If honesty is contagious, then we may be experiencing a brief outbreak right now as America's political and business elite seem momentarily intent on acknowledging oligarchic reality.
On Sunday, as previously noted, the New York Times quoted Tom Watkins, a top business consultant, admitting that corporate education reformers are hoping the recession continues so that nobody notices their scheme to convert public schools into high-tech companies' private profit-making machines.
Two other similarly frank declarations from our political and financial Masters of the Universe provide candid, if brutal, insights into how the elite see the economy and democracy.

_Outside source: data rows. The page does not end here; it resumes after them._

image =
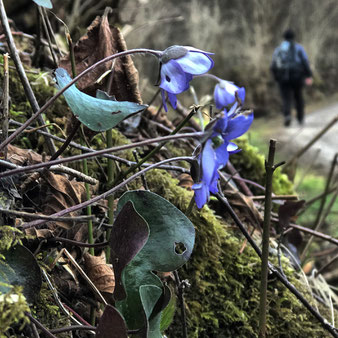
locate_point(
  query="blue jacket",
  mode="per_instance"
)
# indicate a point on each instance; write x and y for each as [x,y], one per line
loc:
[300,72]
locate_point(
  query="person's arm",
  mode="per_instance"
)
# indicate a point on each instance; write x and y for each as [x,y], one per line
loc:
[305,61]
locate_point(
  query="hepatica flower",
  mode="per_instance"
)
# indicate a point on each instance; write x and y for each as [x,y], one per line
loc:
[215,152]
[225,93]
[178,64]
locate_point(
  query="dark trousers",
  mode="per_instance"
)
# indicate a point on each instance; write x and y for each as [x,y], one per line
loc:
[290,92]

First up was Larry Summers, the hedge funder-turned-architect of the Obama administration's economic program. In a little-noticed speech he revealed a reason the Obama administration may not have been nearly as focused on creating American jobs as many had hoped:
"There are those today who would resist the process of international integration; that is a prescription for a more contentious and less prosperous world," stated Summers. "We should not oppose offshoring or outsourcing." (emphasis added)
Before departing his White House perch, Summers was the Obama official who led the administration's successful fight against congressional Democrats' proposed "Buy American" provisions. Those provisions, which would have mandated stimulus funds actually be spent in the United States, were needed to prevent what Businessweek called "leakage," i.e., stimulus money heading overseas to subsidize offshoring. Thanks to Summers, though, the "Buy American" proposals in the stimulus were gutted. Now we know why: because, as he made clear in his recent speech, he's against any effort to halt the flow of American jobs offshore, even during a massive unemployment crisis. (Considering how closely this tracks to the Bush administration's position on outsourcing, we can add Summers' revelation to the long and growing list of similarities between the Obama and Bush White Houses.)
Then came the New Republic's Jonathan Chait, who (true to his signature contrarian form) penned a screed in the New York Times criticizing the American left for daring to question President Obama about the gap between campaign promises and governmental actions. In the process of lambasting those who had presciently argued for a bigger stimulus program, Chait exposed how he and most of his fellow elites in Washington see the general public:
"At the time, Obama’s $800 billion stimulus was seen by Congress, pundits and business leaders -- that is to say, just about everybody who mattered -- as mind-bogglingly large." (emphasis added)
In declaring who "matters" and who doesn't, Chait took a cue from Dick ("Public Opinion Doesn't Matter") Cheney, who famously insisted that the American people are insignificant serfs. Only, in this case, Chait shows us the obverse of the Cheney-ism -- he tells us the only people who supposedly do "matter." In the nation's capital, that's Washington politicians, Washington pundits and corporate executives. Everyone else -- tens of millions of Americans who think differently -- are of little concern.
Give Watkins, Summers and Chait some credit for giving the public a rare glimpse into the true motives that forge elite consensus. Often, those shadowy forces are buried under platitudes and poll-tested buzzwords. So when openly expressed, these statements help us understand how seemingly haphazard Washington policymaking actually expresses a cogent ideology.
The trouble, of course, is that ideology runs counter to what most Americans want: a government that defends their interests.